Biden says ‘tough’ to meet May 1 Afghanistan withdrawal deadline

US president disparages agreement struck by former President Trump with Taliban as ‘not very solidly negotiated’.

President Joe Biden is reviewing US troop levels in Afghanistan amid new talks between the Taliban and the Afghan government [Kevin Lamarque/Reuters]

President Joe Biden said in a television interview it will be “tough” for the United States to withdraw forces from Afghanistan in six weeks under an agreement negotiated by his predecessor with the Taliban.

“I’m in the process of making that decision now as to when they’ll leave,” Biden told ABC News in an interview aired on Wednesday.

A May 1 deadline to end the US’s longest war was set under an agreement reached by former President Donald Trump and the Taliban, without the buy-in of the Afghan government in February 2020. Biden criticised Trump’s deal with the Taliban as “not very solidly negotiated”.

The deal mandated a series of steps to be taken by the Taliban in conjunction with a reduction in US troops, including cutting ties with fighter groups, reducing violence in Afghanistan and engaging in meaningful negotiations with the elected Afghan government.

The US has reduced its troop numbers, but US and NATO officials have expressed doubt the Taliban has upheld its part of the deal.

The Taliban issued an open letter last month calling on the US to pull out its troops.

“We’re in consultation with our allies as well as the government and that decision is in process now,” Biden said.

He said that decision will not take “a lot longer”.

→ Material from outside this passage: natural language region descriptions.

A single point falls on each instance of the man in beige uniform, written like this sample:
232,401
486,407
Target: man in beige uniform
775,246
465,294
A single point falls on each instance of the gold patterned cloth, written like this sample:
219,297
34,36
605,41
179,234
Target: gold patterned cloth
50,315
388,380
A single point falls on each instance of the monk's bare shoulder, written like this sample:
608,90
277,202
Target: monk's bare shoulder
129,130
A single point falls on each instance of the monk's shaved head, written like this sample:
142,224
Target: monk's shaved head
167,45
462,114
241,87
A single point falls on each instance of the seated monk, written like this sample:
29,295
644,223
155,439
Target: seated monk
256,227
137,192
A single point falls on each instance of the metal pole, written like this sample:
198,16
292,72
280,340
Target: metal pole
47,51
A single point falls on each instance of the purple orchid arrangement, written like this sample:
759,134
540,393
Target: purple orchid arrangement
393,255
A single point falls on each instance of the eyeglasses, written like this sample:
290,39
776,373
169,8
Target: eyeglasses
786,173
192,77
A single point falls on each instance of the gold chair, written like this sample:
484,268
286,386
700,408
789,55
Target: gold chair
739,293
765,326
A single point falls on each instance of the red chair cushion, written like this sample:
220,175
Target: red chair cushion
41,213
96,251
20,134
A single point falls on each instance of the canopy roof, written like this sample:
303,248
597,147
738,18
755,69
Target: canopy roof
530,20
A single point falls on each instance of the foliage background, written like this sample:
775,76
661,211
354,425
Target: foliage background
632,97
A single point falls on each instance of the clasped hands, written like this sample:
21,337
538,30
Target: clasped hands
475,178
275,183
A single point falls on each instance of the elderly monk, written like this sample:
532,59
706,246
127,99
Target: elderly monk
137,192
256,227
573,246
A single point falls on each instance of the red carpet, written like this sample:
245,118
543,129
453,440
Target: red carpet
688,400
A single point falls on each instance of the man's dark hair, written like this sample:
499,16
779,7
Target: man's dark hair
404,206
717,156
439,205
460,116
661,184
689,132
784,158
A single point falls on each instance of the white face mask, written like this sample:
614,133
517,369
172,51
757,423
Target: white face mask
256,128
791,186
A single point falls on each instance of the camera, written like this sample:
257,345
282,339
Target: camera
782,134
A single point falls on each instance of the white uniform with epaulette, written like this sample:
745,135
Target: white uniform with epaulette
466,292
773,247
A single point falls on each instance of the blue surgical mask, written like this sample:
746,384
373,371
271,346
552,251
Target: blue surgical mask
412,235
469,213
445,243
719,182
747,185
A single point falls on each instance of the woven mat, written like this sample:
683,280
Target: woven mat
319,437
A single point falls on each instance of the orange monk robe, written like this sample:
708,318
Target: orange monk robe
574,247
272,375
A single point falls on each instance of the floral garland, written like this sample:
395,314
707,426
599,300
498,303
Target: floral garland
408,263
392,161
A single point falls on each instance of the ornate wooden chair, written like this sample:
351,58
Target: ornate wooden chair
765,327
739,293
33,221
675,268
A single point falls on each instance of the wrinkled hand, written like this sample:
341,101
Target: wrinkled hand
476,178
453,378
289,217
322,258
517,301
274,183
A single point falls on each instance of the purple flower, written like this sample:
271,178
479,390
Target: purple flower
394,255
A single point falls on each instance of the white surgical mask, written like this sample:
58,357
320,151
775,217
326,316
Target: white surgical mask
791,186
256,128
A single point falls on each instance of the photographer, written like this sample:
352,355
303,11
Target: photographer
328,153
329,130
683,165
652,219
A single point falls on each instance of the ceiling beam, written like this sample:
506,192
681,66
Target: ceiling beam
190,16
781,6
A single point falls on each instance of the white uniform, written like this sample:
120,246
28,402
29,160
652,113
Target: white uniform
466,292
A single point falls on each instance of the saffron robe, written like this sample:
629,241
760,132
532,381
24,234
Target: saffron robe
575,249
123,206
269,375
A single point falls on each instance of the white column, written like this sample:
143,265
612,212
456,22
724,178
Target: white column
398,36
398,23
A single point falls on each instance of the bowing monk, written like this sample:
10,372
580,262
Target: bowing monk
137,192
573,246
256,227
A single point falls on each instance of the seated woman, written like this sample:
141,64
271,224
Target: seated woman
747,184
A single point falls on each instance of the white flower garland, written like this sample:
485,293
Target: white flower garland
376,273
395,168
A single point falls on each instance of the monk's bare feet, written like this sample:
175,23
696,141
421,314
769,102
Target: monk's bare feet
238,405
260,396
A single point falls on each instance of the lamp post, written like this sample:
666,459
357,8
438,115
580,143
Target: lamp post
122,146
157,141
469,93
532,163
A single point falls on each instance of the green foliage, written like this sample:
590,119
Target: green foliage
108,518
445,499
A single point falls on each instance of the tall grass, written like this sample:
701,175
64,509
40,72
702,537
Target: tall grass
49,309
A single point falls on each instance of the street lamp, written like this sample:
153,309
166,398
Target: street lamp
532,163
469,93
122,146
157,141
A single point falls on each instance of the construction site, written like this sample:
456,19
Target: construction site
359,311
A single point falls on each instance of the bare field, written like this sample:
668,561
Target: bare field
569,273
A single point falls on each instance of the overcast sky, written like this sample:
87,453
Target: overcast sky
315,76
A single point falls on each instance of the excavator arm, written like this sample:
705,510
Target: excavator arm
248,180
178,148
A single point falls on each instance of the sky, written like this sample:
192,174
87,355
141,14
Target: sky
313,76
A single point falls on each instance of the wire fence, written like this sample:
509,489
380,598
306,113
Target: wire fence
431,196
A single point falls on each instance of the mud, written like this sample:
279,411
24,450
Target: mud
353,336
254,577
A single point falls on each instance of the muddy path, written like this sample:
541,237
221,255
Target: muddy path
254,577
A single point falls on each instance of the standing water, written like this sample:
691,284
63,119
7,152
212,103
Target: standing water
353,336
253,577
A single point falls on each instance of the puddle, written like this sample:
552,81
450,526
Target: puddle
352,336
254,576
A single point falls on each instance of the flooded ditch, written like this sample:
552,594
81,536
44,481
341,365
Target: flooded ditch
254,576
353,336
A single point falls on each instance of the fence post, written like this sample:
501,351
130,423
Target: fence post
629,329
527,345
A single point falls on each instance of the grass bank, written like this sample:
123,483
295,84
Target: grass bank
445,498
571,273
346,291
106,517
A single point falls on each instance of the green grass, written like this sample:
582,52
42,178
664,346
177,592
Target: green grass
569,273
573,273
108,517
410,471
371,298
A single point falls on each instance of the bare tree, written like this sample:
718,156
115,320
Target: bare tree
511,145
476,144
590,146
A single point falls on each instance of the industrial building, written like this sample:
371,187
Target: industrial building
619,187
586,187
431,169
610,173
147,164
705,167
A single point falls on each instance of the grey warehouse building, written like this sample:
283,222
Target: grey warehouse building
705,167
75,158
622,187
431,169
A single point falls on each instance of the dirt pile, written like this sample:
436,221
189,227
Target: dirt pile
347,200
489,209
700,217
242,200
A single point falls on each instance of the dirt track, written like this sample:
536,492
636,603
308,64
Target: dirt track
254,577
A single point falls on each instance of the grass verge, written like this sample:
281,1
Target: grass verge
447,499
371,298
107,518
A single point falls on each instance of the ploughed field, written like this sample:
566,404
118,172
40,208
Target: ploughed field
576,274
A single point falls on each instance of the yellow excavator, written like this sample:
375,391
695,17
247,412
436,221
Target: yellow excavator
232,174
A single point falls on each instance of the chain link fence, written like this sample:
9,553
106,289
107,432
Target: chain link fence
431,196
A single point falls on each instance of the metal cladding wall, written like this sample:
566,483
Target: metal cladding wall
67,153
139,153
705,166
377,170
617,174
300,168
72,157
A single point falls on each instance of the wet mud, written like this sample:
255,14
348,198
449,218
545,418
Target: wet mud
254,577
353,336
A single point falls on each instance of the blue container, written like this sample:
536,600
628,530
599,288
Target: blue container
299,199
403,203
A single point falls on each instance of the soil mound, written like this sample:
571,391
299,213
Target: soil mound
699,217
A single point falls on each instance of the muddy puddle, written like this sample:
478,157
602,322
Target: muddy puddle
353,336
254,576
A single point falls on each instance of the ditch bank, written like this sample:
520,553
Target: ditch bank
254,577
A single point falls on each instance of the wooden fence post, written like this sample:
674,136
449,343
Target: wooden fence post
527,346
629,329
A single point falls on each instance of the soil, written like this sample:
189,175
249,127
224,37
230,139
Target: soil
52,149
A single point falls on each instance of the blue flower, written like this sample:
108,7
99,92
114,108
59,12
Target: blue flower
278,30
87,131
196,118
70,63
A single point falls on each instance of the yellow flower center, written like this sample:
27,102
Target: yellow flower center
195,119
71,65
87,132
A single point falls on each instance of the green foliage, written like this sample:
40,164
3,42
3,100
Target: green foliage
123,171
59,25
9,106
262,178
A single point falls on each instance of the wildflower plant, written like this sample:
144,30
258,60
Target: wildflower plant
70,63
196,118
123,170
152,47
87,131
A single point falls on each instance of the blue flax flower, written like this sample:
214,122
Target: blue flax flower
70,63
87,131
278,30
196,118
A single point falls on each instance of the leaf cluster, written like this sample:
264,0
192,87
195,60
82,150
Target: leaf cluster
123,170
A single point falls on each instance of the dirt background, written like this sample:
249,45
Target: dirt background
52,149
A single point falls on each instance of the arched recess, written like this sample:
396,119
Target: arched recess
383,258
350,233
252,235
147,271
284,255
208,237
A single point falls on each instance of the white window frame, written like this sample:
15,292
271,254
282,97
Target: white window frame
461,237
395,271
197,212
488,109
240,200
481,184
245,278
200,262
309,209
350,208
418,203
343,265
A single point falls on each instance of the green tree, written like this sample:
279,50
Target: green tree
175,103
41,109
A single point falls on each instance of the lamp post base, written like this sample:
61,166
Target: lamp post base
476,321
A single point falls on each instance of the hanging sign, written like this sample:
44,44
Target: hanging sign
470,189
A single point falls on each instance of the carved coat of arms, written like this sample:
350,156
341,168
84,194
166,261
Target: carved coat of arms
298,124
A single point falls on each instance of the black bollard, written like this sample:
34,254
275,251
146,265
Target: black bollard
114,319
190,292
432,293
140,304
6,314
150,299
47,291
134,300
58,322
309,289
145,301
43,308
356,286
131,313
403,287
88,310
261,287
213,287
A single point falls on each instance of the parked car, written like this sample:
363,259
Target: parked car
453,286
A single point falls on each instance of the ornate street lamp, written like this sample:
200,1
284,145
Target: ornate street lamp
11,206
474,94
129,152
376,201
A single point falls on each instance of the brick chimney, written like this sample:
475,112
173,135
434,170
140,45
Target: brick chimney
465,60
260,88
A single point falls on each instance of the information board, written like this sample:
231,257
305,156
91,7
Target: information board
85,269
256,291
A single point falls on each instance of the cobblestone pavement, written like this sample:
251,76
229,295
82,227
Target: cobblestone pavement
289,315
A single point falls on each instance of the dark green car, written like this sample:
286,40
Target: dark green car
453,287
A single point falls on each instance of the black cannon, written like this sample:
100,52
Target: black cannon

Biden’s comments come a day before a meeting in Moscow designed to restart peace talks between the Taliban and the government of Afghan President Ashraf Ghani.

US special envoy Zalmay Khalilzad will attend the conference on March 18 and the Taliban plans to send a 10-person, high-level delegation led by chief negotiator Mullah Baradar Akhund.

US Secretary of State Antony Blinken last month outlined a US proposal for talks between Afghan parties and the Taliban on a transitional government.

Muhammad Naim, a Taliban spokesman, told Al Jazeera on Sunday that the group did not believe a transitional government could manage the country’s challenges.

Former President Donald Trump, shown here visiting US troops at Bagram airbase in Afghanistan, negotiated a unilateral ceasefire agreement with the Taliban and promised to withdraw foreign forces from the country by the end of April [File: Tom Brenner/Reuters]

A top US official working on Afghanistan warned Congress on March 16 that a withdrawal of US troops and financial aid from the country without a peace agreement between the Afghan government and the Taliban would be “a disaster”.

“The Afghan government would probably lose the capability of flying any of its aircraft within a few months and, to be quite blunt, would probably face collapse,” John Sopko, the US Department of Defense’s special inspector for Afghanistan reconstruction, told a House of Representatives committee.

Since the agreement between the US and the Taliban was signed, there has been a spike in violence and a rise in civilian casualties. Government, civil society figures, journalists and political moderates have been assassinated.

The Western-backed government in Kabul receives 80 percent of its annual funding from the US and other nations, Sopko said.

International annual development aid to Afghanistan has decreased from a high of $6.7bn in 2011, hitting $4.2bn in 2019, according to World Bank data.

Since 2002, the US has spent $143bn on reconstruction in Afghanistan, including $88bn for training and support of the Afghan army.

Biden, like his predecessor, has promised to end the nearly 20-year conflict and bring home more than 2,500 American soldiers in the country — down from about 13,000 a year ago.

Roughly 7,000 NATO troops in Afghanistan rely on the US for logistics and security support.

US Secretary of Defense Lloyd Austin, after meeting NATO allies in Brussels on the situation in Afghanistan last month, urged the Taliban to stop its attacks. Austin said the US was consulting closely with NATO allies its troop withdrawal plans.